# Best snorkel / beaches in St. John



## smitte2 (Mar 29, 2006)

Hi,

A group of 4 of us are going to be at the Westin St. John in May this year and was hoping to get some recommendations for some good snorkel spots as well as great beaches.  I have been to St. John for a day and have snorkeled at Trunk Bay and Watermelon Kay and enjoyed them both quite a bit.  I really enjoy snorkeling so all recommendations are appreciated.  Any good places to see Turtles, Rays, Eels etc.?

Any beach or restaurant recommendations are appreciated as well.

Thanks!!!!!  

Steve


----------



## DavidnRobin (Mar 29, 2006)

You can get all this info (and more) by reading the VINOW message board (google -VINOW) - these messages come both from locals and visitors.  Use the Search feature and be prepared to spend hours reading...

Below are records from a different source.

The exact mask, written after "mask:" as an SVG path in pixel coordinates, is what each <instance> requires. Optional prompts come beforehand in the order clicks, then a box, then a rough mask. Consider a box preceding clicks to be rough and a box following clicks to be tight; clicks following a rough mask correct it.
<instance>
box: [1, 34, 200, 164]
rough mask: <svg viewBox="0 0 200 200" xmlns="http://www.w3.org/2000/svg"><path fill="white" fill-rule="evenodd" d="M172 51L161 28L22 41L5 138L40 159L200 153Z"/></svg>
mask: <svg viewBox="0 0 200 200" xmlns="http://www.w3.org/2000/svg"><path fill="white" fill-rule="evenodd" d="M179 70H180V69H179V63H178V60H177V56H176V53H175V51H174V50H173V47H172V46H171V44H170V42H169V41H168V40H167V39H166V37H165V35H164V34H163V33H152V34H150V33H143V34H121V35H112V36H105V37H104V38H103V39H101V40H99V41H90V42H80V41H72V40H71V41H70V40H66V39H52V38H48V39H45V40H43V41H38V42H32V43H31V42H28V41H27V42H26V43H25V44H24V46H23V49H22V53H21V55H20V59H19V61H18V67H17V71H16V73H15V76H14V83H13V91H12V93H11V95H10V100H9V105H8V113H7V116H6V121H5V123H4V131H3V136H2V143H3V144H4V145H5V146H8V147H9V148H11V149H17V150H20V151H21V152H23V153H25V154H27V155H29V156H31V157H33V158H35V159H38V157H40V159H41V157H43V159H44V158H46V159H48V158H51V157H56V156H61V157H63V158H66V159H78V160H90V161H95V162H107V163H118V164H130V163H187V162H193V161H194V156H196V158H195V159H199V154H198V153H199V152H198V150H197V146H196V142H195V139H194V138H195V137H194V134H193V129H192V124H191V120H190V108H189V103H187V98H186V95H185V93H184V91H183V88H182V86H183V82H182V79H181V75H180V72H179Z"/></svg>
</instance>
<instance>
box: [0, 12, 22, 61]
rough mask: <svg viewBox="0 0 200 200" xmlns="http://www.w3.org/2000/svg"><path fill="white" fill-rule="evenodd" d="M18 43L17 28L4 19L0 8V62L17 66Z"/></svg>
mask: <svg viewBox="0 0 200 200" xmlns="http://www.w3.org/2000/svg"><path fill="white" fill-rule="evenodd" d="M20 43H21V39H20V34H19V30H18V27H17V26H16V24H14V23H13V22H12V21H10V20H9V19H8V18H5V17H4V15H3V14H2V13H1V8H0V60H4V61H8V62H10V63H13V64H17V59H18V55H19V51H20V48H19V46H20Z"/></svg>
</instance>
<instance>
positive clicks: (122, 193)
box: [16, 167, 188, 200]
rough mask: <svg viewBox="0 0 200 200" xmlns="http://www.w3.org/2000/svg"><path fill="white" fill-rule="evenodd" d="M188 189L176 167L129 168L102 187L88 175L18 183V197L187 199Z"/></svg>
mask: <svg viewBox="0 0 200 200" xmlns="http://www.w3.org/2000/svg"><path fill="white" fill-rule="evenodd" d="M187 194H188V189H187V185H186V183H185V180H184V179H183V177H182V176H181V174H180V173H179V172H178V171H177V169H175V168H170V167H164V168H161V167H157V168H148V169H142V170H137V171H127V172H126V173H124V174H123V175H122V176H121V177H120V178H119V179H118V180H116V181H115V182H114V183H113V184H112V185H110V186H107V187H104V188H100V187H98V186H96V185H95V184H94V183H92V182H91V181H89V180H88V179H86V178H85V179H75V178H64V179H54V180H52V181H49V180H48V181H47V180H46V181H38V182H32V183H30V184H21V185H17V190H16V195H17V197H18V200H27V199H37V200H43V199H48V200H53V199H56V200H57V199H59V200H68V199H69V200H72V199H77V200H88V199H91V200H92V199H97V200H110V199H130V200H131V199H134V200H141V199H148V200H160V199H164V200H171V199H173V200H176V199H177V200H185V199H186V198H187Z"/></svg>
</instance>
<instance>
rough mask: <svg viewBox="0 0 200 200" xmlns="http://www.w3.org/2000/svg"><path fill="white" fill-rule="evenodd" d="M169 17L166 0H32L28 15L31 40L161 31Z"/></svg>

Enjoy - let us know how it went.  I will be there in June (can't wait).


----------



## rusty (Mar 30, 2006)

Trunk Bay-
- underwater snorkel trail. BUT find out if there is a day when the cruise ships are not in and go then.
otherwise, go either really early or somewhat late in the day as everyone leaves to ferry back to St.Thomas.


----------



## kcgriffin (Mar 30, 2006)

Some St John suggestions…

Delbert Hill car and jeep rental (340) 776-6637 
I like them because they are located right downtown and you can park in their lot, parking can get to be a problem sometimes.

Restaurants

•	Asolare (great for sunsets)
•	Zozo (also sunsets)
•	La Tapa
•	Tage
•	Morgans Mango
•	Lime Inn
•	Panini Beach (excellent Italian)
•	Joes BBQ hut in the center of town (it is open air, you can’t miss it!)
•	Miss Lucy’s in Coral Bay for Sunday brunch
•	Skinny Legs in Coral Bay for the best burgers on the island

Bars

•	Make sure you visit the Beach Bar.  Kenny Chesney owns a villa on St. John and has been known to make an appearance with his band and play at the Bar.

•	Woody’s Seafood shack 

•	Rumbalaya 

•	Duffys Love Shack


----------



## akbmusic (Apr 5, 2006)

*Good snorkeling beaches*

Some good snorkeling beaches on St. John that don't get the traffic that Trunk Bay does are:

1. Honeymoon Beach (also one of the prettiest beaches on the island IMHO)
2. Hawksnest Bay-good for the Rays and Turtles, especially the East end!
3.Watermelon Bay-not far from Watermelon Cay-check out the Annaberg plantation ruins on the way. They are very interesting!
4. Reef Bay (at the south end of the island. Have to get there by boat or hike the Reef Bay trail-long!)
5. Salt Pond Bay on the Southeast end of the island. Also only accessible by boat or hiking a trail.

Hope that helps!


----------